Comment by rasz

7 years ago

3 Gflops, we are deep beyond diminishing returns here. Opus seems good enough.

13 comments

rasz

Keep in mind that the very first CELP speech codec (in 1984) used to take 90 seconds to encode just 1 second of speech... on a Cray supercomputer. Ten years later, people had that running in their cell phones. It's not just that hardware keeps getting faster, but algorithms are also getting more efficient. LPCNet is already 1/100 the complexity of the original WaveNet (which is just 2 years old) and I'm pretty sure it's still far from optimal.

rasz 7 years ago

This is roughly >100x computation for 2x improvement, which might sound great, except we are already talking single digit Kbits here, hence diminishing returns.

nullc 7 years ago

Opus is awesome and covers a previously unmatched spectrum of use cases... but that isn't everything.

Opus isn't good enough to be a replacement for AMBE for use over radio.
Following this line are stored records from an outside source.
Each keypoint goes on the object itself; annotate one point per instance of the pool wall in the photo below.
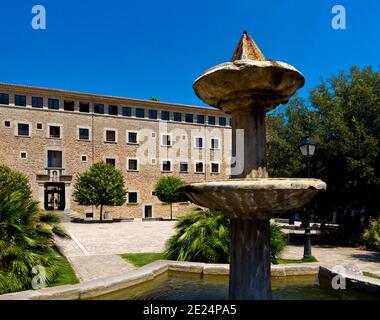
(99, 287)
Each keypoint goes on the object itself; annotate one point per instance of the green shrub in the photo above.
(27, 236)
(203, 236)
(371, 235)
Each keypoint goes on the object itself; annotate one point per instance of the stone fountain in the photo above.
(247, 88)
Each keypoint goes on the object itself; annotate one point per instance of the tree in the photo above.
(27, 235)
(204, 236)
(166, 191)
(342, 116)
(101, 185)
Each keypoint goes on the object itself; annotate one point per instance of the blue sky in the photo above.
(141, 49)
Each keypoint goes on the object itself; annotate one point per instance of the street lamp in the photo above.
(307, 148)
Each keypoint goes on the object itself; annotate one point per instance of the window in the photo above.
(68, 105)
(110, 136)
(165, 115)
(214, 167)
(166, 166)
(132, 137)
(99, 108)
(183, 167)
(152, 114)
(53, 104)
(54, 159)
(199, 142)
(55, 132)
(177, 116)
(4, 98)
(84, 107)
(199, 168)
(23, 130)
(200, 119)
(214, 143)
(20, 100)
(113, 110)
(132, 165)
(166, 140)
(84, 134)
(189, 118)
(127, 111)
(132, 197)
(111, 161)
(37, 102)
(140, 113)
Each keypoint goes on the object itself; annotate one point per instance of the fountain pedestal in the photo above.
(247, 87)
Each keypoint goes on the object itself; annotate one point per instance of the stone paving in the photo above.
(94, 248)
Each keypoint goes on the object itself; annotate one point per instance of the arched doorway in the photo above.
(55, 196)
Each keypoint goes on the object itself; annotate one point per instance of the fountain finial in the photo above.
(247, 49)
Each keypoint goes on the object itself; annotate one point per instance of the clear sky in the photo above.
(141, 49)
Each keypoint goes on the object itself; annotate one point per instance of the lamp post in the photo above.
(307, 148)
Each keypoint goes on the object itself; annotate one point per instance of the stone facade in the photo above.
(30, 134)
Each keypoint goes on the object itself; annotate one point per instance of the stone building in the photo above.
(53, 135)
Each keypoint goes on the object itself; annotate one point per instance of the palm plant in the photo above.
(203, 236)
(26, 241)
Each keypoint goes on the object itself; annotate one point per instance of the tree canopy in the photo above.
(101, 185)
(343, 117)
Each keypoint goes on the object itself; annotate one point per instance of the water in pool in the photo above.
(187, 286)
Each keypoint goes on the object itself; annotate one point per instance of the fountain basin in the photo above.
(254, 198)
(242, 84)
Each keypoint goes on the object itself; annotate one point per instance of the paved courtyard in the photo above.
(93, 249)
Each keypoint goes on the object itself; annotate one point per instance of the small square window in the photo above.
(183, 167)
(111, 161)
(132, 197)
(199, 168)
(177, 116)
(214, 167)
(166, 166)
(37, 102)
(4, 98)
(189, 118)
(152, 114)
(166, 140)
(140, 113)
(200, 119)
(132, 165)
(53, 104)
(110, 136)
(68, 105)
(23, 130)
(113, 110)
(127, 111)
(132, 137)
(84, 107)
(20, 100)
(199, 142)
(214, 143)
(165, 115)
(84, 134)
(55, 132)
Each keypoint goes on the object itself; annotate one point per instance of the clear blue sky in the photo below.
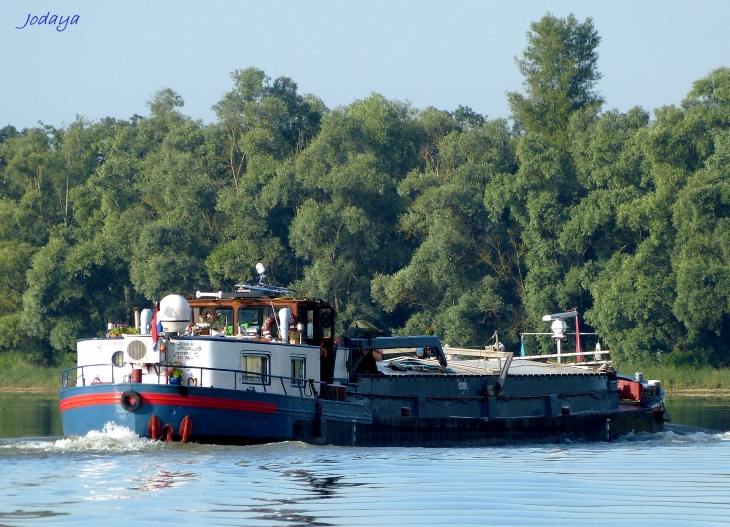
(431, 53)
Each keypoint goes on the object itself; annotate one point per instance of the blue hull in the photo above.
(218, 415)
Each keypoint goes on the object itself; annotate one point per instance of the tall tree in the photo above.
(559, 66)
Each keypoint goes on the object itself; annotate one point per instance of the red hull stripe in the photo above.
(170, 400)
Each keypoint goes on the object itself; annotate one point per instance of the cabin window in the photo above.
(218, 319)
(298, 369)
(250, 320)
(310, 325)
(325, 322)
(255, 368)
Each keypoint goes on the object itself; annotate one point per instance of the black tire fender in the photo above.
(131, 401)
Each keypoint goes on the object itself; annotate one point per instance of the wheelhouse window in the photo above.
(298, 369)
(255, 368)
(219, 320)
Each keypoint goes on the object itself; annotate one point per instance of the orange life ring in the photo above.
(167, 433)
(153, 427)
(186, 429)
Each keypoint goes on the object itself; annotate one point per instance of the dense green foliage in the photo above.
(412, 219)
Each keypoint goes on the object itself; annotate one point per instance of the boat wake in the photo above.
(112, 438)
(680, 434)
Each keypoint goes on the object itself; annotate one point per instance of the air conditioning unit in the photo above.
(139, 350)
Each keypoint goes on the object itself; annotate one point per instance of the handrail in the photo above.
(264, 378)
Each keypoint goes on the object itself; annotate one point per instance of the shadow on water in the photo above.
(710, 414)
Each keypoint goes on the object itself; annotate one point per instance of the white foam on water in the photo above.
(112, 438)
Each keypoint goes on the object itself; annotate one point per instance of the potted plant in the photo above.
(175, 376)
(117, 330)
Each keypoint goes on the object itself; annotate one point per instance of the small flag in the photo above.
(578, 350)
(156, 326)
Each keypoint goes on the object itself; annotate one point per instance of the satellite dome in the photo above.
(174, 314)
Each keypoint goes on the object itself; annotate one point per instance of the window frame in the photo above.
(295, 381)
(264, 377)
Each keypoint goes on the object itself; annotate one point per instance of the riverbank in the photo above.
(17, 375)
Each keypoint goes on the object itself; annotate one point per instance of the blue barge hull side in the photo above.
(218, 415)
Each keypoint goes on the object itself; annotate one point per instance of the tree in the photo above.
(559, 66)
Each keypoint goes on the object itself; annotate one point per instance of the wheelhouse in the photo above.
(255, 312)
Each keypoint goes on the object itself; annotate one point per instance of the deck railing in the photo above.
(264, 379)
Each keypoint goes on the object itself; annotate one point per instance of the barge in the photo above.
(262, 365)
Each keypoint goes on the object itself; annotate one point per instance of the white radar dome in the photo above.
(174, 314)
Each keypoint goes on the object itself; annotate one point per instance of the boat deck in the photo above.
(491, 366)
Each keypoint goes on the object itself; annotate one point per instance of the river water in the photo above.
(680, 477)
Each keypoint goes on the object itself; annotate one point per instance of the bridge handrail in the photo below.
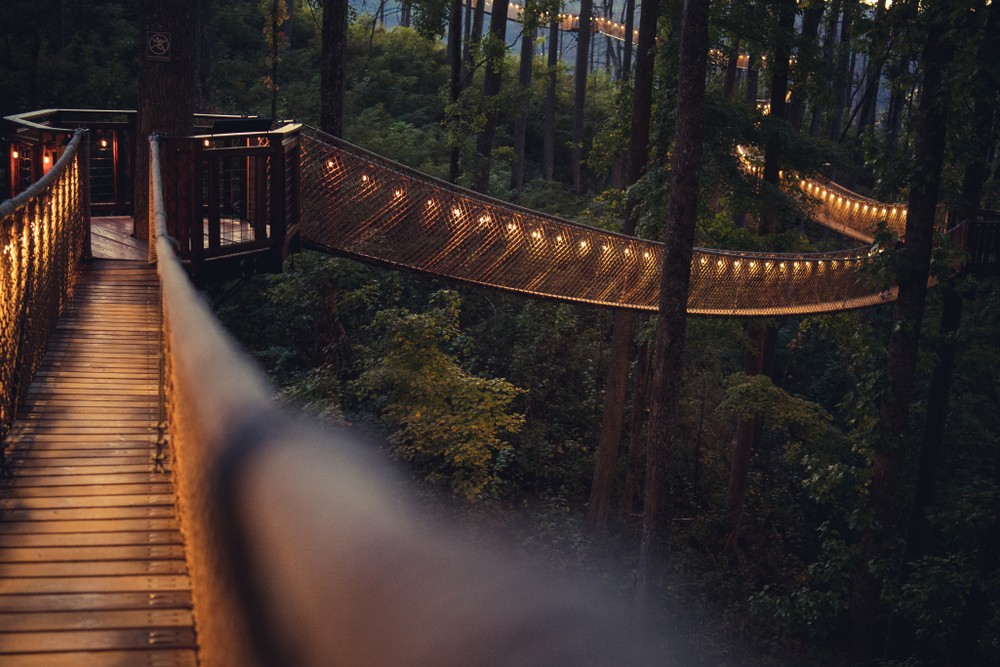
(43, 234)
(302, 550)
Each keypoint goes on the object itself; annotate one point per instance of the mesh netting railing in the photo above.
(303, 549)
(849, 213)
(364, 206)
(43, 233)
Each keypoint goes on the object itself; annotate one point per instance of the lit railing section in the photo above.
(300, 542)
(43, 234)
(359, 204)
(850, 213)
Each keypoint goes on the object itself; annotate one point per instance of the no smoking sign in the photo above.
(158, 46)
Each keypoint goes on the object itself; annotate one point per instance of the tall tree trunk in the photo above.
(804, 63)
(672, 312)
(629, 31)
(732, 69)
(491, 88)
(166, 91)
(475, 39)
(333, 75)
(842, 78)
(917, 527)
(521, 127)
(274, 59)
(455, 47)
(203, 68)
(580, 95)
(913, 268)
(614, 395)
(753, 74)
(638, 424)
(549, 140)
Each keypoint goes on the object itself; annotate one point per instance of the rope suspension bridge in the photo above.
(246, 537)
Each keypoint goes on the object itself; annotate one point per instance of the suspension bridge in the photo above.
(157, 509)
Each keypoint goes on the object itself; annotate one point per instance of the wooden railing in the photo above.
(233, 201)
(303, 551)
(43, 234)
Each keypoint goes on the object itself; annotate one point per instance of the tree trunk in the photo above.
(811, 19)
(203, 69)
(549, 141)
(917, 526)
(614, 397)
(455, 47)
(675, 279)
(638, 424)
(753, 74)
(166, 91)
(491, 88)
(333, 75)
(580, 96)
(521, 127)
(913, 268)
(842, 81)
(732, 69)
(629, 31)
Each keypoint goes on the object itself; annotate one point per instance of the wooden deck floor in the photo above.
(111, 238)
(92, 568)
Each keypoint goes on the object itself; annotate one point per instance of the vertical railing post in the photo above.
(83, 160)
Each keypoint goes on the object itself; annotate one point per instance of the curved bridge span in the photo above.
(358, 204)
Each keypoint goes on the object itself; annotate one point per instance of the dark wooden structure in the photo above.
(233, 201)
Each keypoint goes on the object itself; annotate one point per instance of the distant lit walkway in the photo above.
(92, 569)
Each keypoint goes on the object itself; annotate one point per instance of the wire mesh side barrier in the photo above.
(301, 544)
(43, 234)
(232, 200)
(364, 206)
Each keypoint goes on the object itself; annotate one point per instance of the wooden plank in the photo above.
(94, 640)
(123, 584)
(86, 480)
(98, 620)
(112, 553)
(95, 601)
(110, 568)
(86, 491)
(40, 455)
(87, 526)
(140, 457)
(73, 502)
(26, 540)
(147, 658)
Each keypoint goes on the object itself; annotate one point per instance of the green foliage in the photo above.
(444, 420)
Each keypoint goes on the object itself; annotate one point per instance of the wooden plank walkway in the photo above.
(92, 568)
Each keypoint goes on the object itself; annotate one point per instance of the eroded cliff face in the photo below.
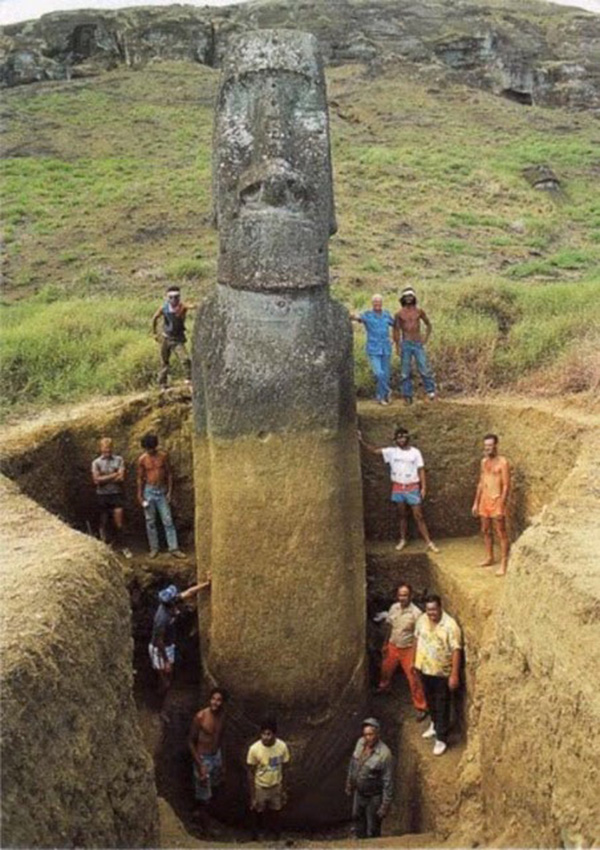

Opus doesn't make it easier to make very high quality speech synthesis, etc.

Opus loss robustness could be much better using tools from this toolbox-- and we're a long way from not wanting better performance in the face of packet loss.

rasz 7 years ago

This is roughly 2x improvement over AMBE+2, except AMBE peaks at maybe couple hundred MIPS, and there are better less computationally intensive alternative, like 20-70 MIPS https://dspini.com/vocoders/lowrate/twelp-lowrate/twelp2400
metildaa 7 years ago

Opus is still improving, v1.1 to v1.2 then onto v1.3 (current in FFMpeg) saw huge reductions in compute for encoding, and the minimum bitrate for stereo wideband fall year after year.
The limiting factor for Opus's penetration has been compute, FEC is still rarely supported on VOIP deskphones due to this, ditto for handling multiple Opus calls at once.

gok 7 years ago

3 GFLOP/sec sounds like a lot but it's considerably less math than the radio DSPs inside any modern phone's baseband is doing during a phone call.

opportune 7 years ago
I don't know much about phone tech, are the basebands really doing math or just instrumenting? My assumption would be that there is just some sensor writing to a buffer at a high frequency but that whatever processes that buffer operates at a lower frequency.
- anisppp 7 years ago
  
  Your question is hard to parse? What is instrumenting? If it helps though... the word “baseband” itself is the lower frequency containing just the bandwidth of the signal. Ie that is the lower frequency...
  
  1 reply →

m0zg 7 years ago

Not really, no. Especially not if this is implemented in a specialized accelerator. A GFLOP is not that much there. Also, like most other neural network algorithms, this could also be done in fixed point, thereby further reducing the computational cost.

nine_k 7 years ago

I wonder if a particular network can be implemented more economically if we only run it in "transformation" mode, without the need do train it.

tachyonbeam 7 years ago

There are technologies to compress deep networks by pruning weak connections. I don't believe the author is using this, so it's likely the computational cost could be reduced by a factor of 10. It could also be that simple tweaks to the NN architecture also work (was the author aiming for using a network as small as possible to begin with?).

jmvalin 7 years ago

Actually, what's in the demo already includes pruning (through sparse matrices) and indeed, it does keep just 1/10 of the weights as non-zero. In practice it's not quite a 10x speedup because the network has to be a bit bigger to get the same performance. It's still a pretty significant improvement. Of course, the weights are pruned by 16x1 blocks to avoid hurting vectorization (see the first LPCNet paper and the WaveRNN paper for details).